Don’t Always Be Asked
It’s great to be someone who does what he’s been delegated to do. But it goes twice as far to be someone who does things without being asked to do them. Don’t be that guy who doesn’t do anything unless he’s asked. Initiative will take you far in this profession let alone any other area of business. A former boss of mine called it “operational awareness”, which means to see something before it might happen (good or bad) and take measures to act upon it.
Fill your downtime with productivity, no matter what it is
In a golf shop or even the outside services department, there is always something to do throughout the day. If you’re not seeing anything that needs to be done, then you’re just not looking hard enough. Obviously our lunch breaks are significant to us and they should be. But it’s those spurts of 5, 10, or 15 minutes of dead time between member/guest action that make the difference in a well kept and well run golf operation versus a poorly kept golf operation.
Because of a title you might have or because of the seniority you might have, don’t act like you are exempt from certain tasks or responsibilities as an assistant professional.
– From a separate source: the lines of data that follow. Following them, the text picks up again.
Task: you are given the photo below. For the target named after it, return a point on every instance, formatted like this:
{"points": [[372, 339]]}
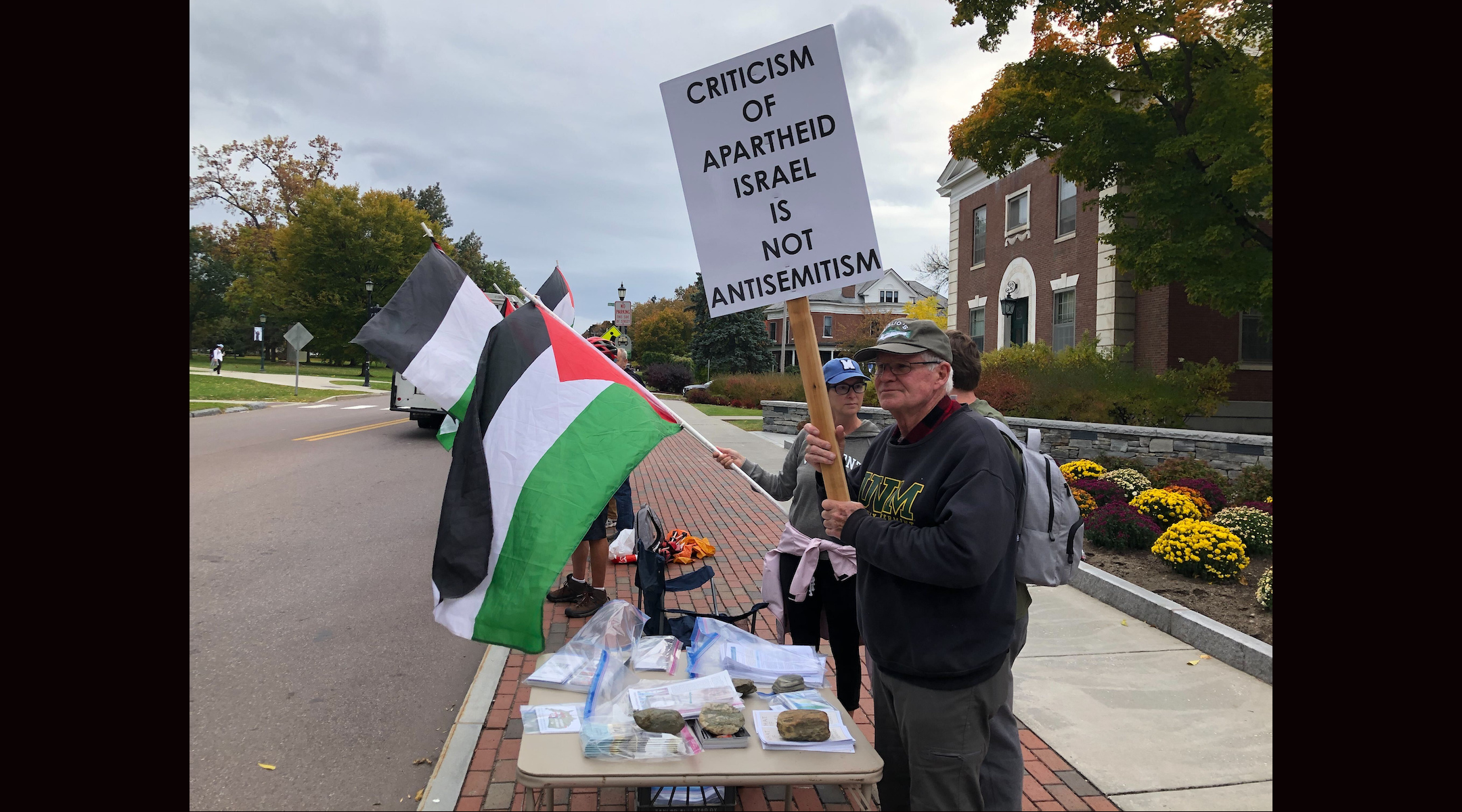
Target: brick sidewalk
{"points": [[690, 491]]}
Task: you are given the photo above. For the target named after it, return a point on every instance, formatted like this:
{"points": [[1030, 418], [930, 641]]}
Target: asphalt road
{"points": [[312, 641]]}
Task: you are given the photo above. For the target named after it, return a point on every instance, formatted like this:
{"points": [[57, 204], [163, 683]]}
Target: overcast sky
{"points": [[544, 123]]}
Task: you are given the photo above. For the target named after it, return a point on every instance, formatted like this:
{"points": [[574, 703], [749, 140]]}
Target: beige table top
{"points": [[558, 759]]}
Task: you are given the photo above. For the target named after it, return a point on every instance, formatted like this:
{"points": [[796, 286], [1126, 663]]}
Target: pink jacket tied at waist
{"points": [[844, 564]]}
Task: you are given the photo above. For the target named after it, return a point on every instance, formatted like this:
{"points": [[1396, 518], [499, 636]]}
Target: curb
{"points": [[445, 786], [1231, 646], [217, 411]]}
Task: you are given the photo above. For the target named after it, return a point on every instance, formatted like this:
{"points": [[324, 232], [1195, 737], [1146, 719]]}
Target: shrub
{"points": [[1201, 549], [1254, 526], [1120, 526], [1255, 484], [1103, 491], [749, 390], [1130, 482], [1208, 488], [1081, 469], [1170, 471], [1265, 595], [1207, 510], [1084, 501], [1166, 508], [704, 396], [669, 377], [1099, 384]]}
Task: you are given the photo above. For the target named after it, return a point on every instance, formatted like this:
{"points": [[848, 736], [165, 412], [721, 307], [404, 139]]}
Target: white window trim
{"points": [[1019, 228], [1065, 282]]}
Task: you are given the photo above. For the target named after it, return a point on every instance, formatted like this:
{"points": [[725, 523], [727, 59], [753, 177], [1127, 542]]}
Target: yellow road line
{"points": [[342, 432]]}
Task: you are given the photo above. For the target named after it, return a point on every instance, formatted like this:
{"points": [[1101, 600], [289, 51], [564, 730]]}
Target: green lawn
{"points": [[239, 389], [727, 411], [244, 364], [373, 383]]}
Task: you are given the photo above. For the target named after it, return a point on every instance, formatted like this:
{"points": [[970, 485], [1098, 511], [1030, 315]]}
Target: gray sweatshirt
{"points": [[799, 479]]}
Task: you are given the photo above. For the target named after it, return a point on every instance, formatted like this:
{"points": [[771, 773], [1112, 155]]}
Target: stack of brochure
{"points": [[838, 741], [657, 653], [765, 662], [568, 671], [684, 697]]}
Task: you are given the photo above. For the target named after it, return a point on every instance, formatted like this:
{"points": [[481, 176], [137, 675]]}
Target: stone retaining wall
{"points": [[1067, 440]]}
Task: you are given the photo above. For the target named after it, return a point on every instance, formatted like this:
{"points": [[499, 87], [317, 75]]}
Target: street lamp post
{"points": [[370, 310]]}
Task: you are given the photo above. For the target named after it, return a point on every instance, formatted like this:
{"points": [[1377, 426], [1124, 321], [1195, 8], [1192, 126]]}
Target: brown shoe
{"points": [[588, 604], [571, 591]]}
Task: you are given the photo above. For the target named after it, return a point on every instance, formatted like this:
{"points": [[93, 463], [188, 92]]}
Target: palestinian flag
{"points": [[558, 296], [552, 431], [433, 332]]}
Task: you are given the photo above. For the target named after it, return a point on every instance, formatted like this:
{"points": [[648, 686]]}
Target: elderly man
{"points": [[935, 528]]}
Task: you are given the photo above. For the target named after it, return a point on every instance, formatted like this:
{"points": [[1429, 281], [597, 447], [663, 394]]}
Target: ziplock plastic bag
{"points": [[718, 646], [616, 627], [608, 727]]}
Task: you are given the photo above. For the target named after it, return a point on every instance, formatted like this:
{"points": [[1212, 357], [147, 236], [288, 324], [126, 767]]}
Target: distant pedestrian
{"points": [[825, 595], [1003, 771]]}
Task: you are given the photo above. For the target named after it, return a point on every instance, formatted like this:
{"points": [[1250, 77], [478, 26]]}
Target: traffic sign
{"points": [[297, 336]]}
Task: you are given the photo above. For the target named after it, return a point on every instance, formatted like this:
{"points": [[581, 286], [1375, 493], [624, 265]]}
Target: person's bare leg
{"points": [[581, 561], [598, 560]]}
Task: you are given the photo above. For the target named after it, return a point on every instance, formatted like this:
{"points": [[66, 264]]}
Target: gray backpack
{"points": [[1048, 547]]}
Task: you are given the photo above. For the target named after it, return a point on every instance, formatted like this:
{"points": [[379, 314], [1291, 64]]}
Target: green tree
{"points": [[340, 238], [664, 334], [1166, 102], [468, 254], [432, 202], [734, 344]]}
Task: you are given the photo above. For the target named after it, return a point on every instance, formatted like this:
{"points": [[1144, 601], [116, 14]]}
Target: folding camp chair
{"points": [[650, 579]]}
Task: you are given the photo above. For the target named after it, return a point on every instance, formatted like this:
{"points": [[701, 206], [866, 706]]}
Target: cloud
{"points": [[544, 122]]}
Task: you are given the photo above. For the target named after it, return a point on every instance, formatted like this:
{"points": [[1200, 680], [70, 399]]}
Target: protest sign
{"points": [[774, 183]]}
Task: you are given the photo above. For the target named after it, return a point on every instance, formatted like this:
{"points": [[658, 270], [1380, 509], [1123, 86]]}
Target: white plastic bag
{"points": [[623, 543]]}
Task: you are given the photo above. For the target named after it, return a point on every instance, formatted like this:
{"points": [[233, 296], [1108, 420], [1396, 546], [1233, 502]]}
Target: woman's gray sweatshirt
{"points": [[799, 479]]}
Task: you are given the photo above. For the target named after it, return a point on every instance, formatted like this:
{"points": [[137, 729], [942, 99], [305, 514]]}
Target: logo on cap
{"points": [[897, 330]]}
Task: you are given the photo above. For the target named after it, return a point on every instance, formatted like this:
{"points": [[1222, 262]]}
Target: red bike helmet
{"points": [[607, 348]]}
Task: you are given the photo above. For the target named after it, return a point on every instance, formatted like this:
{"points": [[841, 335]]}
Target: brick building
{"points": [[839, 310], [1031, 235]]}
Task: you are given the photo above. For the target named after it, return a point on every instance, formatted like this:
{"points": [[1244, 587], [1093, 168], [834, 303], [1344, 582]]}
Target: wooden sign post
{"points": [[819, 411]]}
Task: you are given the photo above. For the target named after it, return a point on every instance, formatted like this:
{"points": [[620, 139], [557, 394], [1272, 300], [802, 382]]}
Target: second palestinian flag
{"points": [[552, 431]]}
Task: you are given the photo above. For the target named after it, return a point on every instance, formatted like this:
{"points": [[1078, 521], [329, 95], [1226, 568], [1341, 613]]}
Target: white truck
{"points": [[407, 398]]}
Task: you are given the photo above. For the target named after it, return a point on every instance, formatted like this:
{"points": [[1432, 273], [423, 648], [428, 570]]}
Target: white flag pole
{"points": [[669, 411]]}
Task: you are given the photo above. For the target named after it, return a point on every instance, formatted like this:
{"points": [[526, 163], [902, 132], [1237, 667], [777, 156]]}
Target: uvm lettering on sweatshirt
{"points": [[889, 499]]}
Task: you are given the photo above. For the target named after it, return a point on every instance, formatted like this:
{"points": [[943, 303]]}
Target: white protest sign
{"points": [[772, 176]]}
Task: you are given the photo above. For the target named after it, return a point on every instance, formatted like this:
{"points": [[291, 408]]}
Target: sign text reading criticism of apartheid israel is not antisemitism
{"points": [[772, 176]]}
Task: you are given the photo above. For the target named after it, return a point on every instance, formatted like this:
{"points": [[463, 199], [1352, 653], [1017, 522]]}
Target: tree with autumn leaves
{"points": [[1168, 104], [303, 247]]}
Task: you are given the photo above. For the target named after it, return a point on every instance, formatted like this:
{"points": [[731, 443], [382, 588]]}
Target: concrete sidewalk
{"points": [[306, 382]]}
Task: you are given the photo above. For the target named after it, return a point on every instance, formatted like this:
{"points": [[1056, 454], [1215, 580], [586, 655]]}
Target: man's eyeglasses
{"points": [[901, 368]]}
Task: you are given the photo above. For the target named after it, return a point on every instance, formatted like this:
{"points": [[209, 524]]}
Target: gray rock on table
{"points": [[660, 721], [721, 719], [803, 726], [787, 684]]}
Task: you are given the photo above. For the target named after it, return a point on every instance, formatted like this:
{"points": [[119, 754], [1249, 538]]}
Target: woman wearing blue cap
{"points": [[816, 576]]}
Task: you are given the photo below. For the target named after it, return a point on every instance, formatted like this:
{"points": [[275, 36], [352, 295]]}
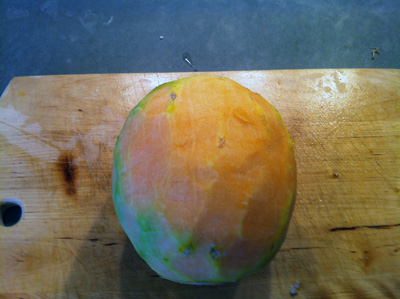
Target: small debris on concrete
{"points": [[375, 50], [293, 289]]}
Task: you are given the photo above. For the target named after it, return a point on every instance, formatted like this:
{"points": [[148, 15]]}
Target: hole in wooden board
{"points": [[11, 211]]}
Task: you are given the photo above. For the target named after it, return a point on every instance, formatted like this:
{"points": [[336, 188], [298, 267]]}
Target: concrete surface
{"points": [[76, 37]]}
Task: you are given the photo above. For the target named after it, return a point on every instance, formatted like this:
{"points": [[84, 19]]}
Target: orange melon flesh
{"points": [[204, 180]]}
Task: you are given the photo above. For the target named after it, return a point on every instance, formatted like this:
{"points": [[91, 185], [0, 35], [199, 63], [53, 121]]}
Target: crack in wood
{"points": [[383, 226]]}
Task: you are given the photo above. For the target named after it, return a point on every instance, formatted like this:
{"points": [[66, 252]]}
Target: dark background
{"points": [[103, 36]]}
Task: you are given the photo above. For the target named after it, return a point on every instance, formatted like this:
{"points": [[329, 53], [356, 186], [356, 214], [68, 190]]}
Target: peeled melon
{"points": [[204, 180]]}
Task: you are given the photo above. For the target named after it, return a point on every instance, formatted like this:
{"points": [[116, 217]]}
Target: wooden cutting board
{"points": [[57, 136]]}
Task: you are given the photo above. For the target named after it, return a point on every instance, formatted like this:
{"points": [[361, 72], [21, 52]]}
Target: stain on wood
{"points": [[68, 172]]}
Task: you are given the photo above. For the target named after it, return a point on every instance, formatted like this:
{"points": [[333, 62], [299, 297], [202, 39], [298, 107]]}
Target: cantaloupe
{"points": [[204, 180]]}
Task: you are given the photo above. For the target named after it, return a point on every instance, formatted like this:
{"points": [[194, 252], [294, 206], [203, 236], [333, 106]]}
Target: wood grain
{"points": [[57, 136]]}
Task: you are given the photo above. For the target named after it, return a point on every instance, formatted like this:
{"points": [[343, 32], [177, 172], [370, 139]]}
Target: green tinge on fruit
{"points": [[188, 251]]}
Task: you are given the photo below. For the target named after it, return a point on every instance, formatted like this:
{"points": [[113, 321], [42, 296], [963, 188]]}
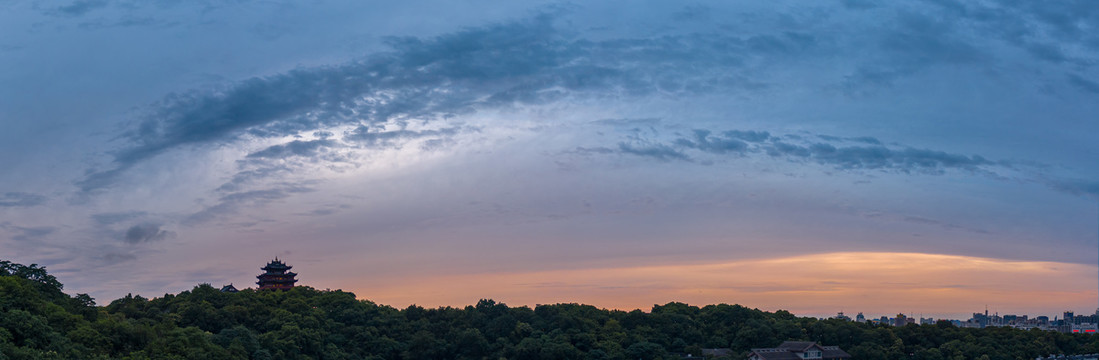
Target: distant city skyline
{"points": [[846, 155]]}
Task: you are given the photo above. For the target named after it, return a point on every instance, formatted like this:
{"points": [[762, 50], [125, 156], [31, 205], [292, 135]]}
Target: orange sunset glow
{"points": [[813, 284]]}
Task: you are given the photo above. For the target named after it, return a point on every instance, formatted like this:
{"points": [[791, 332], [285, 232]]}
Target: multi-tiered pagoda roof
{"points": [[276, 276]]}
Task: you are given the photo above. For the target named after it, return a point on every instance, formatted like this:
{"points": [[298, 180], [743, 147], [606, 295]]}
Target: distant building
{"points": [[718, 353], [900, 319], [798, 350], [276, 277]]}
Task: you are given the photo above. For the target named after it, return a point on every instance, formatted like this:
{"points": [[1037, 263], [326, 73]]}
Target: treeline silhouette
{"points": [[39, 321]]}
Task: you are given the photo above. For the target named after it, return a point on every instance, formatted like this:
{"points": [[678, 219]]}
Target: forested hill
{"points": [[37, 321]]}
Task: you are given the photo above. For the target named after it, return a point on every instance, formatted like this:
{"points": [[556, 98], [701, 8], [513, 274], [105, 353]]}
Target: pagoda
{"points": [[276, 276]]}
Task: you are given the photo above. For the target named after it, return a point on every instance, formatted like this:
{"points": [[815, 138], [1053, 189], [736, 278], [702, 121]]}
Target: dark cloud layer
{"points": [[145, 233], [520, 63], [834, 152], [21, 200]]}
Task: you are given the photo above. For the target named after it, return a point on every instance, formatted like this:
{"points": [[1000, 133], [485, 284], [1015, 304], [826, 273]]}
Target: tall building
{"points": [[276, 276]]}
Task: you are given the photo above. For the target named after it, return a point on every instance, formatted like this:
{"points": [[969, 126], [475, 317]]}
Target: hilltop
{"points": [[39, 321]]}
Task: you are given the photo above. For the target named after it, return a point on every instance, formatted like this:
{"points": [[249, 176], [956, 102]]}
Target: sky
{"points": [[925, 157]]}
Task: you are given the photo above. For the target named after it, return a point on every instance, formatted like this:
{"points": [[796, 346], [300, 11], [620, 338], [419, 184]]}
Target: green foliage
{"points": [[37, 321]]}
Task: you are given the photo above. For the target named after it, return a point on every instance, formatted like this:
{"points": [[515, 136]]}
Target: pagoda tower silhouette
{"points": [[276, 276]]}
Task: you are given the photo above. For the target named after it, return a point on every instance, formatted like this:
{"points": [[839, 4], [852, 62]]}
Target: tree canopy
{"points": [[39, 321]]}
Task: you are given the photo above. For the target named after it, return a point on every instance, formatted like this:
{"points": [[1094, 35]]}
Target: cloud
{"points": [[30, 233], [146, 233], [372, 137], [111, 218], [1081, 188], [1084, 83], [725, 144], [78, 8], [21, 200], [292, 148], [658, 152], [528, 62], [876, 282], [832, 152], [230, 203]]}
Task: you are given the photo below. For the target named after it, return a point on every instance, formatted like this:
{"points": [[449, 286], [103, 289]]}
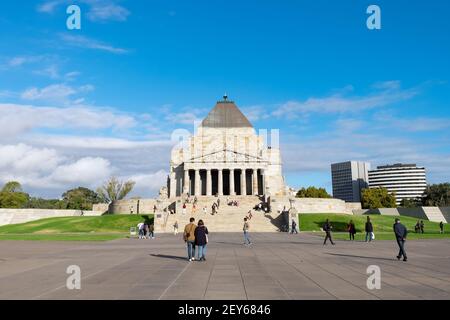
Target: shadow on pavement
{"points": [[168, 257]]}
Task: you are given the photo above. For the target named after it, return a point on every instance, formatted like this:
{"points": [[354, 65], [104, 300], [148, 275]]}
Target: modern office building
{"points": [[348, 179], [407, 181]]}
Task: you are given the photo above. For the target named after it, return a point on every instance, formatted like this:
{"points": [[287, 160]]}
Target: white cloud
{"points": [[107, 11], [18, 119], [88, 43]]}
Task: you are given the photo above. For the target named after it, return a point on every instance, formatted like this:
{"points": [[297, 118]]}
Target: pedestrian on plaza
{"points": [[201, 240], [400, 234], [146, 230], [369, 230], [294, 227], [189, 238], [351, 230], [246, 229], [141, 230], [327, 227], [175, 228], [151, 229]]}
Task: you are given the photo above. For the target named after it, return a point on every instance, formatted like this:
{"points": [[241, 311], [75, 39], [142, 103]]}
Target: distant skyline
{"points": [[77, 106]]}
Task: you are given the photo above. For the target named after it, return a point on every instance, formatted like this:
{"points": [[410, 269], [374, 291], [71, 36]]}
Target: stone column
{"points": [[220, 182], [208, 182], [243, 183], [255, 182], [173, 185], [197, 191], [232, 192], [186, 181]]}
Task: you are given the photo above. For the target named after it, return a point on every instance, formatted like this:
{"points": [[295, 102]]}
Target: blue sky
{"points": [[78, 106]]}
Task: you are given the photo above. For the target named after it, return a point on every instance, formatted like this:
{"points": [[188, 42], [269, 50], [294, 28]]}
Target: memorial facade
{"points": [[226, 156]]}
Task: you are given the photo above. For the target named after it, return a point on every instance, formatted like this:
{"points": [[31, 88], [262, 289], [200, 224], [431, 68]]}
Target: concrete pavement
{"points": [[277, 266]]}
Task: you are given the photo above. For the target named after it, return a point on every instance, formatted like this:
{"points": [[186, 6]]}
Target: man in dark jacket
{"points": [[327, 228], [400, 234], [369, 229]]}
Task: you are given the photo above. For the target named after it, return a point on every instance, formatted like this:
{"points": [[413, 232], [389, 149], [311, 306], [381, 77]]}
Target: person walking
{"points": [[201, 240], [351, 230], [151, 229], [246, 228], [327, 227], [369, 230], [175, 228], [189, 238], [141, 230], [294, 227], [400, 234]]}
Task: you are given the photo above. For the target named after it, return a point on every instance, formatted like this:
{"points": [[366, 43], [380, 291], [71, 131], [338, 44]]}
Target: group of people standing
{"points": [[400, 233], [146, 230], [196, 239]]}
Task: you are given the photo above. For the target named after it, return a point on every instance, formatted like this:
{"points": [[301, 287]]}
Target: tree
{"points": [[114, 190], [312, 192], [80, 198], [12, 196], [377, 198], [12, 186], [409, 203], [437, 195]]}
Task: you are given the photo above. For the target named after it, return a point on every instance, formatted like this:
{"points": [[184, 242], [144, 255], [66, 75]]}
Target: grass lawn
{"points": [[382, 226], [102, 228]]}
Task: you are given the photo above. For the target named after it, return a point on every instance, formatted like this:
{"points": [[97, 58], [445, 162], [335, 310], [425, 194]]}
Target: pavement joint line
{"points": [[240, 273], [399, 276], [210, 273], [175, 280], [298, 270], [82, 278], [275, 279], [338, 276]]}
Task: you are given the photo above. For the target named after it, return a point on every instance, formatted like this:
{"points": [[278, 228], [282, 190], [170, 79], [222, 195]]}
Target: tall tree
{"points": [[12, 196], [80, 198], [437, 195], [312, 192], [377, 198], [12, 186], [114, 190]]}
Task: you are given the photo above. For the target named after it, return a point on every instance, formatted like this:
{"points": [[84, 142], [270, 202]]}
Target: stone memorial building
{"points": [[225, 157]]}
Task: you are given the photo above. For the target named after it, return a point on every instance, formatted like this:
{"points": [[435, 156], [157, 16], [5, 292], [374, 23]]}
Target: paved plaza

I know of Head Professionals at Top-100 clubs that pick the range when necessary! When they told me this, I was inspired. Whether you’re a First Assistant or not, the things you did before you moved into a particular role shouldn’t go away entirely. All the title means is that you have added responsibilities now on top of your old responsibilities. Will you have to execute those old responsibilities as much as you did before you got promoted? Probably not. But don’t completely shut yourself off from them and think you will never have to do them again.
There may not be a better way to stand out individually than to submit to the team and be a team player. Period.
Remember who you meet
In your conversations with those guests that you meet, ask where they’re from. If they’re asked, people generally enjoy talking about where they’re from and they also enjoy a little conversation with a golf professional that shows interest in them. In this business, you meet many people that come from many places. And many of these people are potentially from great places. Take note of where they’re from and one way or another, remember them. Even if it means compiling a list of those people you meet, it’s a network that can really come in handy when the time comes.
Where ever you are, fill holes
No matter how recognized, how successful, or how small or large a golf operation is, there are always holes to fill. Areas of an operation can always be done a little better. Spend some time asking fellow employees about what can be better, and take advantage of those opportunities. Any time you can leave an area better than what it was when you got there, you’ll be remembered and valued.